Gradić gdje je vrijeme stalo
Bohumil Hrabal, a Czech writer known for his lyrical grotesque and humor, in his novel The Town Where Time Stood Still evokes childhood in the small town of Libeň (part of Prague), where time seems to stand still in a magical but melancholic world.
The narrator, the writer's alter ego, recalls the 1920s: his father's brewery, his mother's love of animals, street adventures and family secrets, where everyday life turns into a fairy tale full of wonder and sadness.
The novel is a series of fragmentary images: a boy plays in the brewery gardens, watches the royal train, meets eccentric characters such as a kneeling uncle or a grandmother who tells the story. The time that has "stood still" symbolizes the lost idyll in the face of industrialization and wars - the small town is a microcosm of Europe, where Czech tradition, Jewish culture and German influences mix. Hrabal's style - stream of consciousness, hyperbole, love of detail - creates a poetic symphony: laughter provokes tears, and nostalgia bites the heart.

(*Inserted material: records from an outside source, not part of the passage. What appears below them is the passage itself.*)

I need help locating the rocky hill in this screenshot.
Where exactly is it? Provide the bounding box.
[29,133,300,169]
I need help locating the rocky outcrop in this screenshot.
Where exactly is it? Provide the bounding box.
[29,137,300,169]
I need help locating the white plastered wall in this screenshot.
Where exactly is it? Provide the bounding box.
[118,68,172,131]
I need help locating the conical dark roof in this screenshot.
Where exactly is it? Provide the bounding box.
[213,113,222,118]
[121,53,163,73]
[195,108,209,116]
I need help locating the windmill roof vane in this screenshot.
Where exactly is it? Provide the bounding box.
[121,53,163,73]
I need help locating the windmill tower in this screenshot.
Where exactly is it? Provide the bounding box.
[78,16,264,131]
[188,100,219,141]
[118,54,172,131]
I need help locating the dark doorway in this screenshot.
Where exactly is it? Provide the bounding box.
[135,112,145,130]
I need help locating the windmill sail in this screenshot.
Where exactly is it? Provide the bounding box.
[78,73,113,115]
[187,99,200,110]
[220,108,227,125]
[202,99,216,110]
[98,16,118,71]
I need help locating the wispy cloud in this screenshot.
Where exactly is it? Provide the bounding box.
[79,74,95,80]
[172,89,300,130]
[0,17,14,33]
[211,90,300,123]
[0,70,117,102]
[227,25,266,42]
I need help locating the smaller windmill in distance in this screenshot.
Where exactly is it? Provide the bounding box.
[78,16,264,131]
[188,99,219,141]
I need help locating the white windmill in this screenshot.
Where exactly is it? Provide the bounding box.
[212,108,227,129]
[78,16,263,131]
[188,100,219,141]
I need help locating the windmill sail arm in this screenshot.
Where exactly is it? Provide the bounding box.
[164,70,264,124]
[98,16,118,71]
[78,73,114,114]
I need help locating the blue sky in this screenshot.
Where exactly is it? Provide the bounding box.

The themes are the transience of childhood, the power of the story, the conflict of idyll and reality. As part of Hrabal's "autobiographical" cycle (First Haircut, Long Live Yugoslavia), the novel celebrates life as a "small town" in the soul, where time does not stop, but is transformed into art. A masterpiece for lovers of Czech prose, it reminds us: "Life is a dream, and a dream is eternity."